Borges continued, “I think it’s so important that you have others who are going through similar aspects but just being real about it. It’s okay to be open about these things because guess what? At the end of the day it’s going to make you better at what you want to do. When you’re emotionally feeling good about yourself, you’re gonna find your way in places that you’ve never seen before.”

Though the club was formed by four athletes, they recognize that regular students are dealing with the same stressors that come along with college without having that team dynamic to fall back on.

When many students arrive for the first day of New Student Orientation, they already have a group of individuals they are familiar with from recruiting trips, summer preseason and other connections through their sport.

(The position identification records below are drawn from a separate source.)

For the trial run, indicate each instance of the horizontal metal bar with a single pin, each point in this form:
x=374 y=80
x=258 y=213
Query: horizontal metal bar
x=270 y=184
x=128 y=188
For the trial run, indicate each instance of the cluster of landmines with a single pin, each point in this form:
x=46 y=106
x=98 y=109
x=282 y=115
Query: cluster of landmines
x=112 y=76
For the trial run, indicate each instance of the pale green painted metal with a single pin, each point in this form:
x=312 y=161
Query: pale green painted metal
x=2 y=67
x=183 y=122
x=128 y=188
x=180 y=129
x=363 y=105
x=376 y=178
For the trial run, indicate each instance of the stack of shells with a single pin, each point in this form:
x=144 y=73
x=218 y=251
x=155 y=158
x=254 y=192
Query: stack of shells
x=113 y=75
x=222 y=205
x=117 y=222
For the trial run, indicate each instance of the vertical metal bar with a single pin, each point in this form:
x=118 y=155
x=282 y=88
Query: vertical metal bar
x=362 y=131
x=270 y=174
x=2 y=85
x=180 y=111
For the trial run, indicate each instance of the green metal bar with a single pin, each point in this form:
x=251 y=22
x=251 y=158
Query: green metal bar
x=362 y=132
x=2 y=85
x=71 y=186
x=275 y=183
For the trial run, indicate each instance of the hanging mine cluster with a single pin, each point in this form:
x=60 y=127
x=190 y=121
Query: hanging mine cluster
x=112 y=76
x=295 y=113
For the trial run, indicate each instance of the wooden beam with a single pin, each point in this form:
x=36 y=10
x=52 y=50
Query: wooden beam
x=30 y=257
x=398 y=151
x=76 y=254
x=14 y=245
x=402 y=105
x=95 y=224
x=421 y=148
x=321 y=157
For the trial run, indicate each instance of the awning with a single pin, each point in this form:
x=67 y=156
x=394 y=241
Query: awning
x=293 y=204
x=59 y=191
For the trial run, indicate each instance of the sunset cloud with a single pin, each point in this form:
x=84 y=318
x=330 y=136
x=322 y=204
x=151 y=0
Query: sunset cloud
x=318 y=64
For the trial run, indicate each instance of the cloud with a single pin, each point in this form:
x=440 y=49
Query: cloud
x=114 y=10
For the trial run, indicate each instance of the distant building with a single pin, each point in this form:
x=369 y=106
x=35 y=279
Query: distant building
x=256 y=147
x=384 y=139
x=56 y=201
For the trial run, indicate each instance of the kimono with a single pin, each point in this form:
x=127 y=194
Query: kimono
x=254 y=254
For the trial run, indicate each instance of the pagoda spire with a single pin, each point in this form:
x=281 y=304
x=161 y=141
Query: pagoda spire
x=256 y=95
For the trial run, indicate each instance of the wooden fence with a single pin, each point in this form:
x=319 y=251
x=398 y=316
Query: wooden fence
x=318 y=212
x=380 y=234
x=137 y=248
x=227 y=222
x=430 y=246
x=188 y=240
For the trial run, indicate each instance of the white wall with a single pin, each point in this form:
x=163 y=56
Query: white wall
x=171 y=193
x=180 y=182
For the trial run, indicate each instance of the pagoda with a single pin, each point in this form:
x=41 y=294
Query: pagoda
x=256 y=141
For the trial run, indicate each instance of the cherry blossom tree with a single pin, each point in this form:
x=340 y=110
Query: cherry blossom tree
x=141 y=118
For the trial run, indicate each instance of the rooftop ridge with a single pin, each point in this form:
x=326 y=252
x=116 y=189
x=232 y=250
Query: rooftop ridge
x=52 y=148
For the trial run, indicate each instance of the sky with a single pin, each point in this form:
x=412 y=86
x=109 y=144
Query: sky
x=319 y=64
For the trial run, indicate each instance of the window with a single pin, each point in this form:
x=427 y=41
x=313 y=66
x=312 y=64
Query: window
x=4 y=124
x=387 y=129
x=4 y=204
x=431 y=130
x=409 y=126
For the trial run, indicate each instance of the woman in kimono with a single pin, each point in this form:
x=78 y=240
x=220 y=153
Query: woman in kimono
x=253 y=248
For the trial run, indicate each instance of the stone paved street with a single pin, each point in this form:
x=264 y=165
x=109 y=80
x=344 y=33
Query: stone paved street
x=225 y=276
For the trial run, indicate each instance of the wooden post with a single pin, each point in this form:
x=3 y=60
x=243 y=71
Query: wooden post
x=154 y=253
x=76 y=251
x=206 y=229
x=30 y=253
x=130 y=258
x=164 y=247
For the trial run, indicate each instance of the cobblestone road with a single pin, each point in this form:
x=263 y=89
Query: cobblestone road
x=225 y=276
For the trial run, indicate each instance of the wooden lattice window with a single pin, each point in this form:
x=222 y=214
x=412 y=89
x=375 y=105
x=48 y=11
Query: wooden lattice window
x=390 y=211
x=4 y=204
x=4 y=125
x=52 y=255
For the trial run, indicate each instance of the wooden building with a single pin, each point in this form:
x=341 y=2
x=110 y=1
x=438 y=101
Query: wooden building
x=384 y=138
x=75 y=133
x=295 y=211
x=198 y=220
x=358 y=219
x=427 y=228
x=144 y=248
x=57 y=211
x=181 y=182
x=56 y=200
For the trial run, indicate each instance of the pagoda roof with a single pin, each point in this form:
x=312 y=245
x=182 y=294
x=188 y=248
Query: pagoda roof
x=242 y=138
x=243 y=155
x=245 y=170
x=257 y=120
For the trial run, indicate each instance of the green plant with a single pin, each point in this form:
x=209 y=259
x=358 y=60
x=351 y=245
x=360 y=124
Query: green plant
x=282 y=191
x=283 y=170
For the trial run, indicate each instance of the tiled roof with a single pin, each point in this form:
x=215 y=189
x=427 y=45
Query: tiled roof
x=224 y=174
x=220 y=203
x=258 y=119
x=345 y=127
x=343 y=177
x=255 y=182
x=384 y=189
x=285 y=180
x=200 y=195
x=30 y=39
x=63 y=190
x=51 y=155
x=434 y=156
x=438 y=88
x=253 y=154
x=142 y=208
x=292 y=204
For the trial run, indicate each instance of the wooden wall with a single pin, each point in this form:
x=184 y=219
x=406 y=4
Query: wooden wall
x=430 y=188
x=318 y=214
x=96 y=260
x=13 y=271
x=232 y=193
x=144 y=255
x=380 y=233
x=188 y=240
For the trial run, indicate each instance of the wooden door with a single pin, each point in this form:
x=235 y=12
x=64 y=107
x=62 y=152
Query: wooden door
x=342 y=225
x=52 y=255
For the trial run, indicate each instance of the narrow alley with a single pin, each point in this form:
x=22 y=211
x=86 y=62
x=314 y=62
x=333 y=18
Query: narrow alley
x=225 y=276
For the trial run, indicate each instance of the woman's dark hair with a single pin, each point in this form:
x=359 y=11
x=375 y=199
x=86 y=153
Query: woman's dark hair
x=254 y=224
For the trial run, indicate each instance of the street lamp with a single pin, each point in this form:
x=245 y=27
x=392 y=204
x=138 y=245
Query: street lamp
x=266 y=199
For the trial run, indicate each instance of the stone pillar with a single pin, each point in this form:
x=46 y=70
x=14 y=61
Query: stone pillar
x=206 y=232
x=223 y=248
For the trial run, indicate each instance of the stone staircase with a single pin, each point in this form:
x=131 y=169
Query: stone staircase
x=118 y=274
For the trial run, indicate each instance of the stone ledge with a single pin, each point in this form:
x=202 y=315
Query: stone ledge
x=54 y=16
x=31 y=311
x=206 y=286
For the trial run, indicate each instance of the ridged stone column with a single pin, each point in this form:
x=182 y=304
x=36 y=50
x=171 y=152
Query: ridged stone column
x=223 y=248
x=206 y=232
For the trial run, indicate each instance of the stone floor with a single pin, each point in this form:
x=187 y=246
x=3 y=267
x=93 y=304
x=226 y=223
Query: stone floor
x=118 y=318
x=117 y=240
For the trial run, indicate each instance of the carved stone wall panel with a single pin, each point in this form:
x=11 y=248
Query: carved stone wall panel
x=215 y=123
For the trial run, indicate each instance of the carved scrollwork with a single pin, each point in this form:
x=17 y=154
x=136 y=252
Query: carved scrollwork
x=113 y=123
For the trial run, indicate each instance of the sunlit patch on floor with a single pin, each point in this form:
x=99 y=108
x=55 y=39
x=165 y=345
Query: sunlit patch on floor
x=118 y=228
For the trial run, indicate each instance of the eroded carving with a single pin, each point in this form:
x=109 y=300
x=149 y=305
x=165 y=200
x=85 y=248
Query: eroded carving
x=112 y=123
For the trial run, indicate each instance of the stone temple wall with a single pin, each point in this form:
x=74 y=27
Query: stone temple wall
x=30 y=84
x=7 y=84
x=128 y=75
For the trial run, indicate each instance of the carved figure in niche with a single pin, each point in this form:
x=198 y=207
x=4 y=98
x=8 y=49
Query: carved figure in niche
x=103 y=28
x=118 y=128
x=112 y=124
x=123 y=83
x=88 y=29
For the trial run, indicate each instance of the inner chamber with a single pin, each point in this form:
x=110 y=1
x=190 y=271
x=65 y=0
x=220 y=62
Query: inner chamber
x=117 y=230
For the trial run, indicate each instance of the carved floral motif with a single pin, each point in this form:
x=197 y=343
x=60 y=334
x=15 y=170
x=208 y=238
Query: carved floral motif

But others who aren’t guided to a group of friends are left alone, trying to make their own path.

Thirty-three percent of the Springfield College student body is composed of student-athletes, according to the school’s website. Walking around campus, it feels as though just about everyone is on a sports team. There are the identifiers on the backpacks, the hoodies, the sweatpants or the hats – really any surface that would be deemed acceptable as merchandise.

“It must be really hard being a student on campus and not being an athlete, seeing everybody being an athlete,” Borges said. “That’s probably not easy, as well as being a voice for athletes saying it’s okay to be open about it.”

Springfield is a “happy community” – at least on the outside. In its pre-pandemic days, one would be able to walk down the sidewalk, avoiding the grass, and receive a cordial smile from just about anyone who crossed their path.

For some, that smile is awkward. They aren’t as extroverted as most of the campus may seem. For others, that smile is a cover, a happy mask to hide their own inner demons and insecurities.

“People always have stuff going on and we want people to know that it’s okay not to be okay,” Coyle said. “It’s okay to let your feelings out and not be all smiley and happy every day like the people you see around here.

“Our goal is to uplift people and make them realize that they matter and their emotions are valid.”

One day, the smiles will return – uncovered – to the faces of Springfield College students. Though they may still be hiding demons, the peer-to-peer relationships will still be there, ready for battle.

The world post-COVID will take some getting used to. There will still be uncertainty and many things will remain out of one's hands, but the appreciation of the little things will take utmost importance. Whether it be the ability to watch a football game on Stagg, a basketball game in Blake Arena or a theatre performance in Fuller, Springfield College will be alive again.

Springfield College will smile again.